Adult patients (aged 18-70 years) with histologically or cytologically confirmed solid tumors who are receiving chemotherapy with prophylactic G-CSF (granulocyte colony-stimulating factor). Patients are consecutively enrolled and assessed for bone pain and supportive care needs before and one week after G-CSF administration.

Granulocyte colony-stimulating factor (G-CSF)

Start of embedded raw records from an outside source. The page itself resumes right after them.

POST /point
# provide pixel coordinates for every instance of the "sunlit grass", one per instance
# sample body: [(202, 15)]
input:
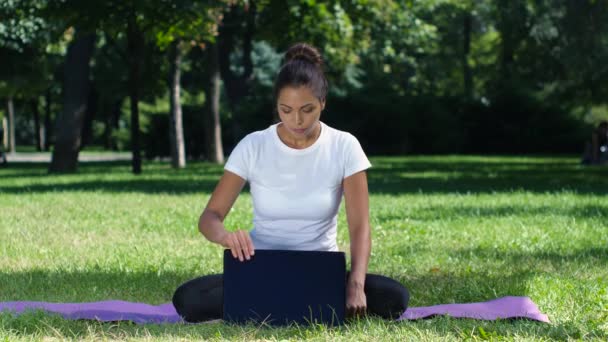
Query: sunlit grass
[(450, 228)]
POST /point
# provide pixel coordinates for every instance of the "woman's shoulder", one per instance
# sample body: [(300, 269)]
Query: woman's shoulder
[(259, 135)]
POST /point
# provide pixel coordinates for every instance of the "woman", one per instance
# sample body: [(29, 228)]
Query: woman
[(298, 170)]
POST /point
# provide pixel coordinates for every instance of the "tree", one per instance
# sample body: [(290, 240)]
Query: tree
[(76, 92)]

Intervention Type BIOLOGICAL

Patients receive chemotherapy with prophylactic G-CSF (granulocyte colony-stimulating factor) as part of routine clinical care. Both short-acting (filgrastim) and long-acting formulations (pegfilgrastim, lipegfilgrastim) may be used according to standard oncology practice. The study does not assign the intervention but observes supportive care strategies and patient-reported outcomes related to G-CSF-induced bone pain.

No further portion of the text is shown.